De auteurs geven in hun stuk geen omschrijving van wat ze onder ‘groen staal’ verstaan, maar uit het verhaal is duidelijk dat het – zoals de kop ook aangeeft – slechts gaat om ‘staal maken zonder kolen’.
Groen staal
Is staal dat geproduceerd is zonder steenkool werkelijk ‘groen staal’? Mij lijkt van niet. IJzer (en de veredelde versie daarvan, staal) en andere metalen zijn per definitie niet groen. Ze maken (althans in de winbare vorm) [1] geen onderdeel uit van de natuurlijke kringloop en zijn niet hernieuwbaar.
Ze maken (in de vorm van erts bevattende mineralen) deel uit van de aardmassa en kunnen als ze zich in voldoende concentratie en dicht genoeg bij het aardoppervlakte bevinden door mensen gewonnen en gebruikt worden. In tegenstelling tot kostbare en zeldzame metalen komt ijzererts in grote winbare hoeveelheden voor. Maar de winning, zuivering en transport van het erts om het voor de productie van ijzer en staal te gebruiken is verre van een groen proces.
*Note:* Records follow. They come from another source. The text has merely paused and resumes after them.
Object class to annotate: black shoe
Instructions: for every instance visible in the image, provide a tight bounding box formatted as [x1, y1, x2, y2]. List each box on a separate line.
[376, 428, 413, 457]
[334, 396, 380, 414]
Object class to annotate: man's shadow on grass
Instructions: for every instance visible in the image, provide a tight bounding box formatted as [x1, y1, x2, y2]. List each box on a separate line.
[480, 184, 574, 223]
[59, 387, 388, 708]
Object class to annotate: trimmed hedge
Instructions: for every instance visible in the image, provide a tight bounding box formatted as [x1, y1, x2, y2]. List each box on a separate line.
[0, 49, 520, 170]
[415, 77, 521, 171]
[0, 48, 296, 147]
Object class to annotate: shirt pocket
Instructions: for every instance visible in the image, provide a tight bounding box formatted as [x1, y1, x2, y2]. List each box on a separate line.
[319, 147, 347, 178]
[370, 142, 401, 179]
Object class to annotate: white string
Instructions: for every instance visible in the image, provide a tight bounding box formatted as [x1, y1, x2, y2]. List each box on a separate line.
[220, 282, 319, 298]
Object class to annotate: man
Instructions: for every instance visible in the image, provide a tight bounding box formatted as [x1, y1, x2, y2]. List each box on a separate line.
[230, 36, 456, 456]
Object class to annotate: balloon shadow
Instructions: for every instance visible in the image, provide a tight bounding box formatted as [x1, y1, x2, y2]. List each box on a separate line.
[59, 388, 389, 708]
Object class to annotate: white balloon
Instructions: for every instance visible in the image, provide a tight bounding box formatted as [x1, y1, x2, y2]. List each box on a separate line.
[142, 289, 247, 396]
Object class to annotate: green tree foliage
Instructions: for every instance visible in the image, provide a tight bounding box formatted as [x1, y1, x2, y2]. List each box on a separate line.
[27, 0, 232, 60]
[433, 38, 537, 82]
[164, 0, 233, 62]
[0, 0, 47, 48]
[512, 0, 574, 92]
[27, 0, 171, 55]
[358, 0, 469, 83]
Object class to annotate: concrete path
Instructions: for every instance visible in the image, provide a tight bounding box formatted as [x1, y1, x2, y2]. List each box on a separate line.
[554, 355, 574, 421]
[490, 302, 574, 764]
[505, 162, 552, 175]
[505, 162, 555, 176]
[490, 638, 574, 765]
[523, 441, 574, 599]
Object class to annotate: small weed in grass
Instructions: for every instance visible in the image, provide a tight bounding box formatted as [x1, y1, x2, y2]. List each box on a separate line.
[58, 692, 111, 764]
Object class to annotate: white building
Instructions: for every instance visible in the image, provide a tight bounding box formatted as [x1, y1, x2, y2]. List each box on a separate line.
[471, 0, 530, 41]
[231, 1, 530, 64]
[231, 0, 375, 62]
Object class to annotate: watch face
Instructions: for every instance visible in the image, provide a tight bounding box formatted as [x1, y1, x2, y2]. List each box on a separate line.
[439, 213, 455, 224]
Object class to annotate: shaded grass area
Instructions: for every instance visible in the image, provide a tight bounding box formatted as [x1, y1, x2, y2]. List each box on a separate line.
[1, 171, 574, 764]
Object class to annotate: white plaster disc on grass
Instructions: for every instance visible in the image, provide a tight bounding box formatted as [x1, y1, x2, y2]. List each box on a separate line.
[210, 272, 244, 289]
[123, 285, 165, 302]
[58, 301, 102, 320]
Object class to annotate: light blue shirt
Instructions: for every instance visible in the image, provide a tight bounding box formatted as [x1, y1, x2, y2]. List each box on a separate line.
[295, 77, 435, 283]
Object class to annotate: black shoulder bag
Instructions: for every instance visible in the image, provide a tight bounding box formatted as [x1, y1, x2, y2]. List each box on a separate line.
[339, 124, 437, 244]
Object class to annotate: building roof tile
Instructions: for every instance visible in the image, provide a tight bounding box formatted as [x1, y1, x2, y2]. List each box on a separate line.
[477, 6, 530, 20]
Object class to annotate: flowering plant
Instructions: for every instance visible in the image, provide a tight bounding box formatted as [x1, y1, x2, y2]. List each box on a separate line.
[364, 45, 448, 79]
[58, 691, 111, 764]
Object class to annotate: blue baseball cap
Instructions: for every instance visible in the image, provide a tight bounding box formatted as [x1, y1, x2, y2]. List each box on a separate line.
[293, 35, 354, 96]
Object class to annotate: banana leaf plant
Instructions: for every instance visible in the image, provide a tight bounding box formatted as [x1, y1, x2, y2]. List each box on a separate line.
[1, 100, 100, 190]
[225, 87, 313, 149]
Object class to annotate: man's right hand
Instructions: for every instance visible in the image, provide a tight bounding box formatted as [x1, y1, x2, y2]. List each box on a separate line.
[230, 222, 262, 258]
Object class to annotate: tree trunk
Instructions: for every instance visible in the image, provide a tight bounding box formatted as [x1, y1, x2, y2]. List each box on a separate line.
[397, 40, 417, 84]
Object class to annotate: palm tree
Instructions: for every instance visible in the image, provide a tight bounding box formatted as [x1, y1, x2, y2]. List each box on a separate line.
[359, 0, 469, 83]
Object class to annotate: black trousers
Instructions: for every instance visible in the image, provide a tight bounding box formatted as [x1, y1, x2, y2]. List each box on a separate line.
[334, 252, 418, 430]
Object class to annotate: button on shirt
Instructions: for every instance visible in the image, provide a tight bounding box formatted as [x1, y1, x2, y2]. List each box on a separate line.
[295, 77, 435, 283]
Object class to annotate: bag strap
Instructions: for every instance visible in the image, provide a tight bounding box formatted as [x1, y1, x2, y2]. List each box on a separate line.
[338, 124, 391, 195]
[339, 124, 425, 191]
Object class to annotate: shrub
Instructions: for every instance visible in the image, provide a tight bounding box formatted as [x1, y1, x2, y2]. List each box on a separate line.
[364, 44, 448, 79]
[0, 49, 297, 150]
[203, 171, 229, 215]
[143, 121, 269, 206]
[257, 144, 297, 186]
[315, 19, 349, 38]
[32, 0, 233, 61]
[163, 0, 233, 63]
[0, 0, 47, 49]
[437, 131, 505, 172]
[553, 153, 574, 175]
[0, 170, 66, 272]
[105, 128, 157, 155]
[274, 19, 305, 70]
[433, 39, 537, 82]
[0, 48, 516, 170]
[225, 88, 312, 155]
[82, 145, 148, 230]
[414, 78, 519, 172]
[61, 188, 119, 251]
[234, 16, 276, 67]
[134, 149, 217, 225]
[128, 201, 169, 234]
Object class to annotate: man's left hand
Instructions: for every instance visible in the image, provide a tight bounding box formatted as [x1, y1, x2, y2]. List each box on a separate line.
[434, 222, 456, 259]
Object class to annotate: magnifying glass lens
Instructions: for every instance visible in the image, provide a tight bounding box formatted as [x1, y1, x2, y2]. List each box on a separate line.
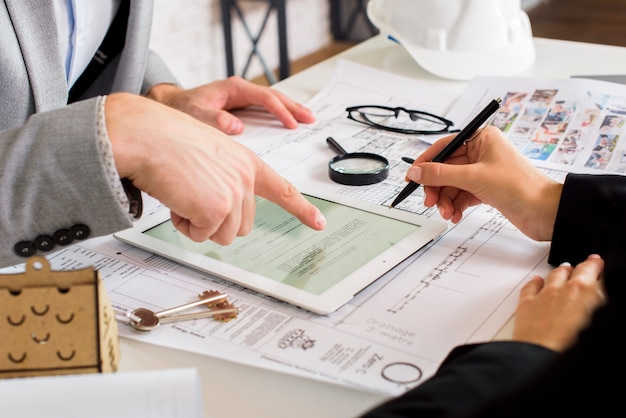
[328, 153, 389, 186]
[330, 157, 388, 174]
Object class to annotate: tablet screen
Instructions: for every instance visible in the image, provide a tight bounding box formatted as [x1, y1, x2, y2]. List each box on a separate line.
[143, 196, 420, 295]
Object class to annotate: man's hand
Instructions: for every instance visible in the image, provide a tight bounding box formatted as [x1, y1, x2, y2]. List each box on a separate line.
[105, 93, 325, 244]
[146, 76, 315, 135]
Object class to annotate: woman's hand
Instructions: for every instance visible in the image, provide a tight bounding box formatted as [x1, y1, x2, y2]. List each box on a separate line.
[407, 126, 562, 241]
[512, 255, 606, 352]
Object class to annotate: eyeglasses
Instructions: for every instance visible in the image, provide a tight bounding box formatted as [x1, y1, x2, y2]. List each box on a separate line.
[346, 105, 459, 135]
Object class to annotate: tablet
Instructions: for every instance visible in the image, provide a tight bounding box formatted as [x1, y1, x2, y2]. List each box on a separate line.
[114, 189, 448, 314]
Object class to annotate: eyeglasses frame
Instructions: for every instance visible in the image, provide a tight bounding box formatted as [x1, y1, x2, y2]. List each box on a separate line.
[346, 105, 459, 135]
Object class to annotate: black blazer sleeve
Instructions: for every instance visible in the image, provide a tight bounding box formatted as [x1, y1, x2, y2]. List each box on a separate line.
[361, 342, 556, 418]
[549, 174, 626, 297]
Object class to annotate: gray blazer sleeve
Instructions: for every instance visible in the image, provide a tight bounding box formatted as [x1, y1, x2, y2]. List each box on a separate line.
[0, 98, 133, 267]
[142, 50, 180, 94]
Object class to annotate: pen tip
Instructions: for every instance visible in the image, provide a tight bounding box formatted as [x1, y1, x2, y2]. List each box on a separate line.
[388, 204, 394, 209]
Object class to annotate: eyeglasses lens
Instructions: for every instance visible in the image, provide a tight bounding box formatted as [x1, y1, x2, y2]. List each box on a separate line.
[353, 107, 447, 133]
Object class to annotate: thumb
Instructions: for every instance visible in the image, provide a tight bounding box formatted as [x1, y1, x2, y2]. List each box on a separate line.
[196, 109, 244, 135]
[407, 161, 480, 192]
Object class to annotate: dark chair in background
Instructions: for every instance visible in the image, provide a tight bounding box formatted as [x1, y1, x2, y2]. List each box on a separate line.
[220, 0, 289, 85]
[219, 0, 378, 85]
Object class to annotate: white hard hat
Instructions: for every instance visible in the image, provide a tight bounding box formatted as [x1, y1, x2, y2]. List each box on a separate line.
[366, 0, 536, 80]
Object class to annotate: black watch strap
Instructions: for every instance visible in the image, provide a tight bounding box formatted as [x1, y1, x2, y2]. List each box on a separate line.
[121, 178, 143, 219]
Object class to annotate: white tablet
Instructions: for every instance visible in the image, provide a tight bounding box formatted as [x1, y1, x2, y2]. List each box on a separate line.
[114, 189, 448, 314]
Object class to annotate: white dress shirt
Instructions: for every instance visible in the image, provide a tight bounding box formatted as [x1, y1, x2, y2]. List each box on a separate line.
[53, 0, 121, 87]
[52, 1, 130, 214]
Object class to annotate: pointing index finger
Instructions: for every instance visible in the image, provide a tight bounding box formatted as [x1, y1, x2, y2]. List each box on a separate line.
[254, 160, 326, 231]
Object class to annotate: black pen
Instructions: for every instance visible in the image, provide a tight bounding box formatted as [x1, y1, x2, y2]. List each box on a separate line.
[389, 98, 502, 208]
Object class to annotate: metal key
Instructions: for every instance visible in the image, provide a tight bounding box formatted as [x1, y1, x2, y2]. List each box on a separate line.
[128, 291, 233, 333]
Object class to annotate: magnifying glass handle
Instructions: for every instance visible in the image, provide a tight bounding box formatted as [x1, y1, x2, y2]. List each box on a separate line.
[326, 136, 348, 155]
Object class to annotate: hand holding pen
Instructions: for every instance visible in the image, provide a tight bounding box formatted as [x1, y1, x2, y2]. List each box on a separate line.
[399, 118, 561, 242]
[389, 98, 502, 208]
De mijnbouw leidt tot een enorme schade aan het milieu en er is heel veel energie voor nodig. De energie die voor dat hele proces nodig is kan natuurlijk in principe groene energie zijn, maar mij is niet bekend dat dat ook op een, al is het maar, minimale schaal het geval is.
IJzer en staal gewonnen uit erts groen noemen is dus onzin. Naast nieuw ijzer uit ijzererts kan ook oud ijzer als grondstof worden gebruikt. Maar ook het verzamelen, sorteren, reinigen vervoeren en vooral het omsmelten van oud ijzer kost veel energie, en slechts een deel van het bestaande ijzer kan gebruikt worden. Met nieuwe technieken is de productie van dat ijzer te vergroenen, maar het volume ervan is onvoldoende voor de steeds groeiende vraag.
Ecosocialisme
In het kader van een serieus ecosocialistisch project, waarin gewerkt wordt in de richting van het duurzaam maken van de hele economie, zou er dus gestreefd moeten worden naar het zo snel en drastisch mogelijk vervangen van ijzer en andere metalen door duurzame alternatieven. Waarbij voor het (nog) noodzakelijke ijzer dan vooral gebruik zal moeten worden gemaakt van het hergebruik van ijzer.
Dat is natuurlijk een enorme opgave. Maar die opgave vervangen door het steven om alleen de laatste fase van de productie (van erts of schroot tot ijzer/staal) CO2-vrij te maken en dat dan groen staal noemen is de ecologische kop in het zand steken. Dat is net zoiets als de door klimaatopwarming noodzakelijke energietransitie opvatten als louter een vervanging van de huidige energie door duurzame energie. Dat is een illusie en heeft mijns inziens niets met ecosocialisme te maken.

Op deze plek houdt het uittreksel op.